Decided May 16, 1953.
John G. Laughlin, Attorney, Department of Justice, Washington, D. C. (Warren E. Burger, Asst. Atty. Gen., Bernard J. Flynn, U. S. Atty., Baltimore, Md., and Samuel D. Slade, Attorney, Department of Justice, Washington, D. C., on brief), for appellant.
Herbert E. Witz, Baltimore, Md., for appellee.
Before PARKER, Chief Judge, and SOPER and DOBIE, Circuit Judges.
SOPER, Circuit Judge.
This suit presents the claim of Elizabeth C. Morrell, as beneficiary, to the proceeds of a policy of National Service Life Insurance in the amount of $10,000 issued to her husband, Major Raymond C. Morrell, during his service as a member of the armed forces. The claim was first presented to the Veterans' Administration but was denied on the ground that the policy had lapsed prior to the death of the insured for non-payment of premiums. Suit was then brought in the District Court, and it was shown that after the death of the insured the Veteran's Administration had determined that under the provisions of the National Service Life Insurance Act, 38 U.S. C.A. §§ 801-807, the insured was entitled to a refund of premiums paid by him during a period when he was totally disabled and that the amount of these premiums was greater than the amount of the premiums due under the policy at the time of the insured's death. Taking these circumstances into consideration, the District Judge held that the amount of the refundable premiums should have been applied to the payment of the premiums due, so as to prevent a forfeiture of the insurance, and judgment was rendered for the plaintiff in the sum of $10,000.

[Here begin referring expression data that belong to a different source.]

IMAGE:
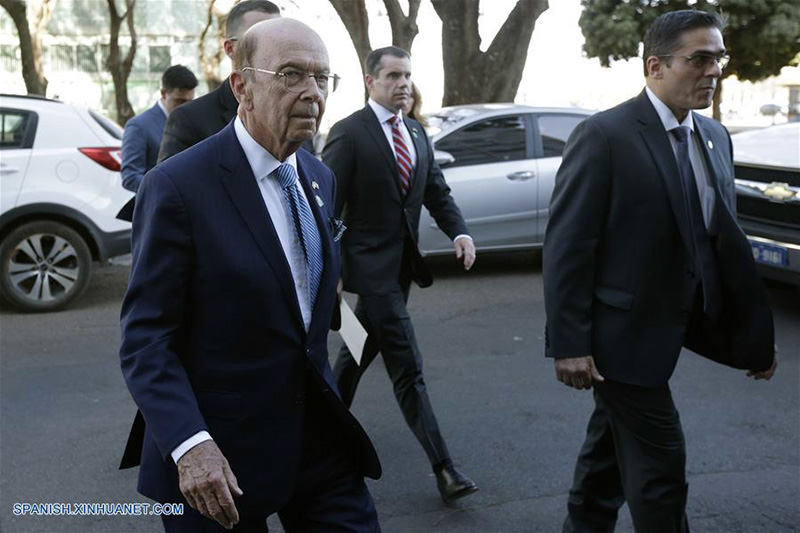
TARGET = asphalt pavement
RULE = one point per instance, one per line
(65, 414)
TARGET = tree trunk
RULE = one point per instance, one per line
(472, 76)
(30, 46)
(354, 16)
(120, 68)
(210, 64)
(404, 28)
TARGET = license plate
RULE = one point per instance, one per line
(770, 254)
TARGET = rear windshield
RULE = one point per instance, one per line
(111, 128)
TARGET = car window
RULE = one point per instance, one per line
(489, 141)
(111, 128)
(555, 130)
(14, 125)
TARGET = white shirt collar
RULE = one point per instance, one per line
(665, 113)
(163, 108)
(261, 161)
(382, 113)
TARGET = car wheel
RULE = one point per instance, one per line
(45, 265)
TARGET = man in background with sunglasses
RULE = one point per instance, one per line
(642, 256)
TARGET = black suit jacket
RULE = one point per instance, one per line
(619, 277)
(199, 119)
(381, 222)
(213, 336)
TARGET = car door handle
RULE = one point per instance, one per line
(521, 176)
(5, 169)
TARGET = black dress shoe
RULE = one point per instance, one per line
(453, 484)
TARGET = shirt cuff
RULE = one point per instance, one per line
(188, 444)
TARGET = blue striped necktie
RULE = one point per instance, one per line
(304, 225)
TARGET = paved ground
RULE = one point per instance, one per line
(509, 424)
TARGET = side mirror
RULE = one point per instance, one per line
(443, 158)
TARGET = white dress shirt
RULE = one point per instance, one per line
(704, 189)
(262, 163)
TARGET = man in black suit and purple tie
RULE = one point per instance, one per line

The policy was issued by the Veterans' Administration on September 1, 1944 and was maintained in force by the payment of premiums until April 30, 1946, after which no premiums were paid either by allotment or remittance, so that the policy became of no effect before the insured died on May 16, 1947, unless it was revived by the circumstances now to be related.
On October 1, 1946 the insured, having been previously hospitalized on a number of occasions during the preceding year, reverted to an inactive military status; but on January 17, 1947 he was restored to active duty and so remained until his death on May 16, 1947.

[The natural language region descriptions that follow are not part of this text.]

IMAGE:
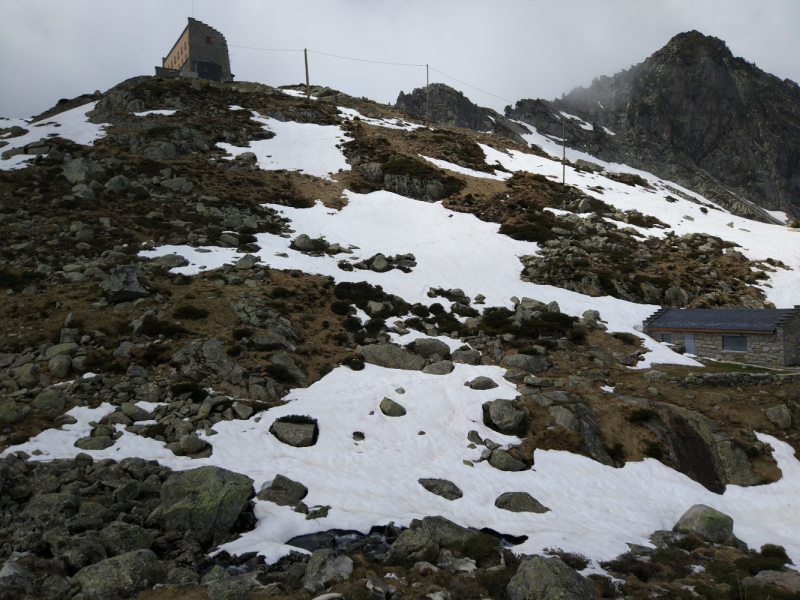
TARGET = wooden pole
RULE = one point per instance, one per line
(428, 92)
(564, 158)
(308, 90)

On July 21, 1947, and again in December, 1947, subsequent to his death, his widow filed an application to the Veterans' Administration for the payment of the proceeds of the policy. The matter finally came to a hearing before the Appeal Board of the Veterans' Administration which denied the claim on November 29, 1951 on the ground that the policy had lapsed for non-payment of premiums during the period between January 17, 1947, when the insured was restored to active duty, and the day of his death; but in the consideration of the claim it was determined by the administration that for insurance purposes the policy holder was totally disabled from October 2, 1945 until January 16, 1947, and was entitled to a waiver of premiums during this period, under the provisions of § 602(n) of the statute, 38 U.S.C.A. § 802 (n).1 The insured, however, had paid the premiums for seven months while he was totally disabled and no premiums were due, and hence there was in the hands of the government more than enough money due the insured to pay the premiums for the subsequent period from January 17 to May 16, 1947. The Veterans' Administration nevertheless held and the government now contends that prior to this determination the policy had lapsed, and that the government was precluded by the statute from applying the credit to the payment of the premiums due at the time of his death, and therefore the government is not liable for the face of the policy, but only for the amount of the premiums waived in accordance with the statute.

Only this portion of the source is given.